COLABORACIÓN || Cristian Laglera
Escritor
Resulta una obviedad afirmar que la despoblación de las zonas rurales es uno de los principales factores que influyen en la propagación de los incendios que asolan nuestra tierra.
Llevamos muchos años recorriendo esta provincia, sobre todo sus zonas menos pobladas, y es indiscutible que la despoblación generalizada del último medio siglo ha provocado la irrupción de árboles y arbustos en lo que antes eran tierras de cultivo. Asimismo, los bosques son más densos y están mucho más sucios, dado que el ganado ya no deambula libremente como sí lo hacía antaño. Una buena parte de nuestros bosques son un polvorín. No hacen falta grandes análisis –que también los hay– para darse cuenta.

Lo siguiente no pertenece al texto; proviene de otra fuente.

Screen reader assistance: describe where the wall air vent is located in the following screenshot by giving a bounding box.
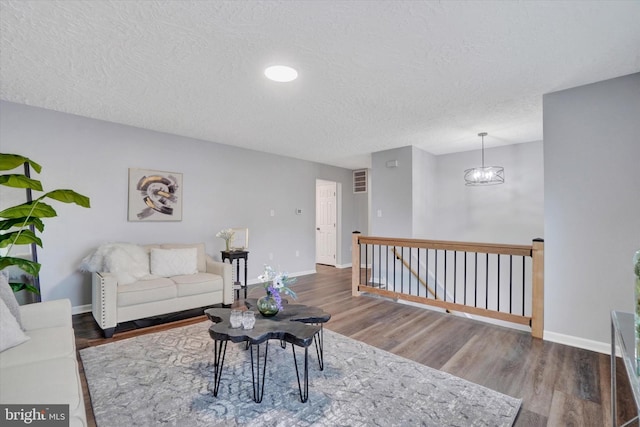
[353,169,367,193]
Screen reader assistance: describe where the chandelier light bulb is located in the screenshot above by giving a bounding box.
[464,132,504,186]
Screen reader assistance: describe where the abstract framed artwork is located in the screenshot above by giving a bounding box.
[128,168,182,222]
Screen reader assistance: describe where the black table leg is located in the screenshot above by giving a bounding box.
[313,323,324,371]
[238,255,248,299]
[213,340,228,397]
[250,340,269,403]
[291,344,309,403]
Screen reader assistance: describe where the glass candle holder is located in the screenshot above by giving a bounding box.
[229,310,242,329]
[242,310,256,329]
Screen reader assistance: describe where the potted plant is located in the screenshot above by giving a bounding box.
[0,153,90,293]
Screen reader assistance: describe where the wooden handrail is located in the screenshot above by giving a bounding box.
[355,234,532,256]
[351,233,544,338]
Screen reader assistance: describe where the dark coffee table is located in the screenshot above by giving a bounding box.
[205,300,331,403]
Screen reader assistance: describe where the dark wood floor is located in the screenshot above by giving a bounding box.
[73,265,638,427]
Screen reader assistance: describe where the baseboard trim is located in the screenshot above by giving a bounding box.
[544,331,611,355]
[71,304,92,315]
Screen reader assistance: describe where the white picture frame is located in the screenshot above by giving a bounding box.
[128,168,182,222]
[229,227,249,251]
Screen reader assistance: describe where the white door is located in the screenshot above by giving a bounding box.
[316,181,337,267]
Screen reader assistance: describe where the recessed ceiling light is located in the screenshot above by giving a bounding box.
[264,65,298,83]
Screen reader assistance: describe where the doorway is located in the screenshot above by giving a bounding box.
[316,179,338,267]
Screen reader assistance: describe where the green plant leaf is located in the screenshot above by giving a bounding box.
[0,175,42,191]
[0,257,40,276]
[40,190,91,208]
[0,217,44,233]
[0,229,42,248]
[9,282,40,295]
[0,153,42,173]
[0,201,58,218]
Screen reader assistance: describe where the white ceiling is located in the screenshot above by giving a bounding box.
[0,0,640,169]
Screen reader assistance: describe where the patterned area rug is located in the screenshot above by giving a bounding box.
[80,321,522,427]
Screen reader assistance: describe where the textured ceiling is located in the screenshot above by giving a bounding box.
[0,0,640,168]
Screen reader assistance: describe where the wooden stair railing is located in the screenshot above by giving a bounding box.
[352,233,544,338]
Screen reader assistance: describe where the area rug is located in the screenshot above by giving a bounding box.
[80,321,522,427]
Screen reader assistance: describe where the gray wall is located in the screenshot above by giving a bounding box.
[0,102,367,306]
[429,141,544,245]
[412,147,438,239]
[371,146,413,237]
[543,73,640,348]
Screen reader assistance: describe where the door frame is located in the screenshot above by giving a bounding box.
[313,178,344,268]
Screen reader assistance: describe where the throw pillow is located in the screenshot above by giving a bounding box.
[150,248,198,277]
[0,299,29,352]
[104,243,149,285]
[0,274,24,329]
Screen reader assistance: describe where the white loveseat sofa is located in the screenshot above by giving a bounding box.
[85,243,233,338]
[0,298,87,427]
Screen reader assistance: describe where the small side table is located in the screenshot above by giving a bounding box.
[220,251,249,299]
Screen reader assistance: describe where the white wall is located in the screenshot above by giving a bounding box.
[543,73,640,351]
[0,102,367,306]
[371,147,413,237]
[428,141,544,245]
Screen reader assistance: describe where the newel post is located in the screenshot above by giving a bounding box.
[351,231,360,297]
[531,238,544,339]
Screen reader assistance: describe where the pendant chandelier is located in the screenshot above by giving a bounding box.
[464,132,504,185]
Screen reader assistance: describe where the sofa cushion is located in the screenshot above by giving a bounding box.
[171,273,224,297]
[80,243,149,284]
[118,277,177,307]
[160,243,207,272]
[0,357,84,415]
[0,299,29,357]
[0,326,75,368]
[150,248,198,277]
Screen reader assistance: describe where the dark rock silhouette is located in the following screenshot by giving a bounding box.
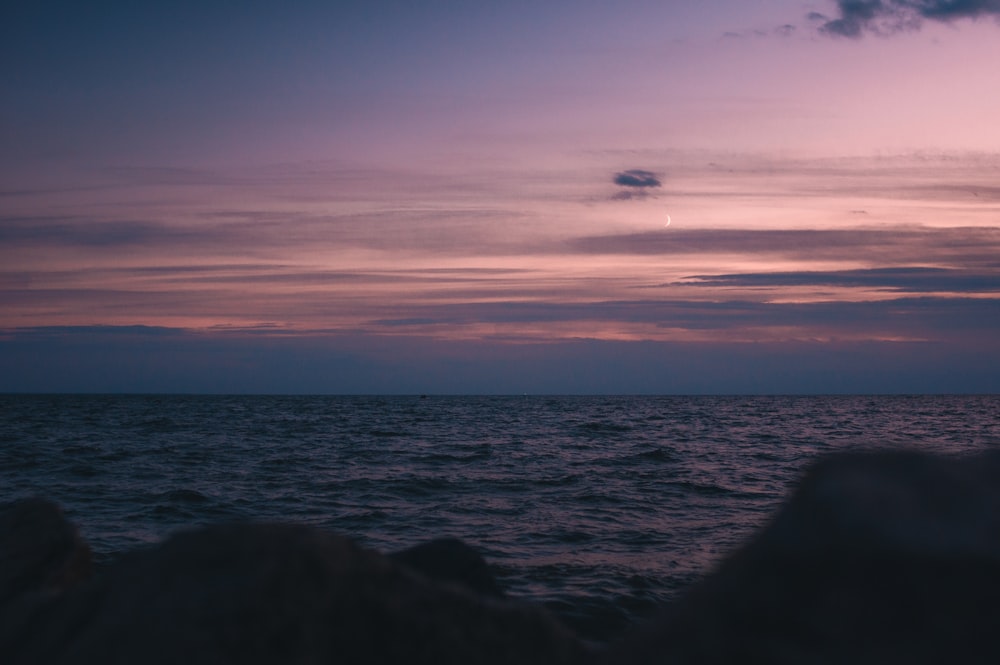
[389,538,504,598]
[0,510,583,665]
[0,499,91,608]
[9,452,1000,665]
[606,453,1000,665]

Como ejemplo la comarca de Ribagorza, que ha perdido dos terceras partes de su población en el último siglo. Ha pasado de 33.500 habitantes en 1920 a poco más de 12.000 en el año 2020. Esto ha ocasionado el abandono de casi un centenar de pequeños núcleos en los últimos 80 años. Sus tierras de cultivo e incluso sus calles están invadidas en la actualidad por selvática maleza.
Es evidente que habría que abordar seriamente el asunto de la despoblación, y facilitar por todas las vías posibles el tránsito de personas de la ciudad a los pueblos. Todas las acciones positivas a favor de la gente que reside en los pueblos son pocas. Hay mucho en juego.